Five targets. Maximum impact. Simultaneous detonation.

She closed the folder, put it back in the box, returned the box to the shelf.

Checked her watch.

5:43 AM.

She walked back through the corridor. The guard was at his desk, drinking coffee from a thermos.

"Find what you needed?" he asked.

"Yes. Thank you."

He nodded. Didn't ask what it was. Probably didn't want to know.

She walked out into the cold. The sky was still dark but the quality of the darkness had changed. Morning was coming.

She got in her car, started the engine, let it warm up.

She needed to call Joe and tell him about Cold Target.

But she couldn't.

Not yet.

He was going into the lion’s den.

Calling him now might get him killed. Ivy knew she could go over Joe’s head, to Jenkins, but that was a last resort. Once she did that, it was out of her hands.

So she sat there in the parking lot, waiting and thinking about how many people would die if Kinsman succeeded.

33

Joe left Mave where she'd fallen, the sniper rifle in his hands.

He didn't look back.

The mine entrance was a hundred yards away, cut into the hillside like a wound that had never healed. The opening was maybe ten feet high, twelve feet wide. Old timber framing around the mouth, dark and weathered, the wood gone gray with age and exposure.

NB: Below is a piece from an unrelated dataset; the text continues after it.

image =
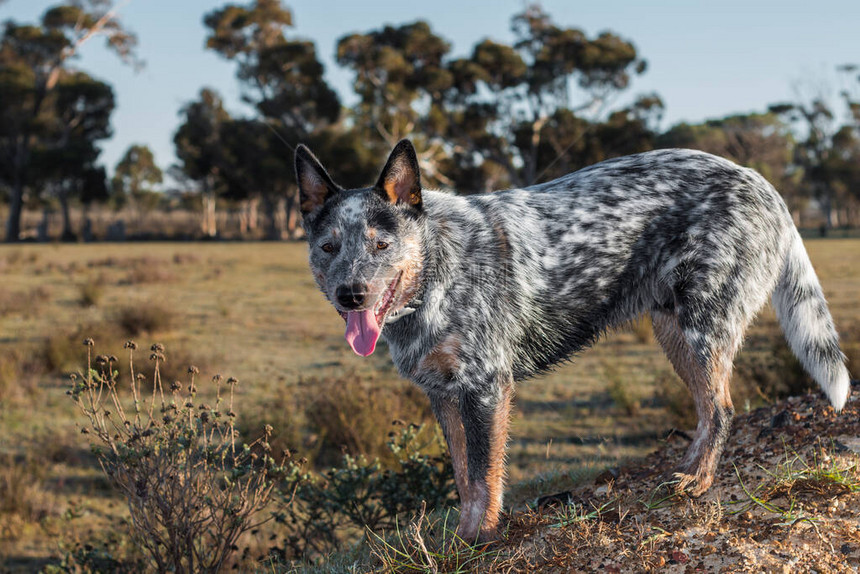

But the darkness inside wasn't complete. There was light back there.

Faint, but steady. Electric light, not firelight.

He approached from the side, using the terrain and the remaining structures for cover. His ribs were either numb from the cold or the nerve endings were dead. Either way, the pain had eased slightly.

The wind had carved the snow into patterns around the entrance, and Joe’s boots crunched through the crust. Too loud. But the wind covered it, howling across the hillside and into the tunnel mouth with a low moan.

At the entrance, he stopped.

The wind covered most sounds, but underneath it he could hear something mechanical. A hum. Low and steady. Ventilationequipment, maybe. Or a generator running somewhere deep inside. The sound had a rhythm to it, a pulse that suggested something industrial and well-maintained.

The smell hit him as he moved inside. Damp rock. Old timber. And underneath that, something else. Machine oil. Diesel fuel. The smell of work being done.

The temperature changed immediately. Outside had been brutal, wind-driven cold that cut through clothing and found skin. Inside was different. Still cold but sheltered. The wind couldn't reach here. And there was warmth coming from somewhere deeper.

The tunnel was wider than he'd expected. The old mining operation had been substantial. The walls were rough-cut rock, dark and wet in places where groundwater seeped through.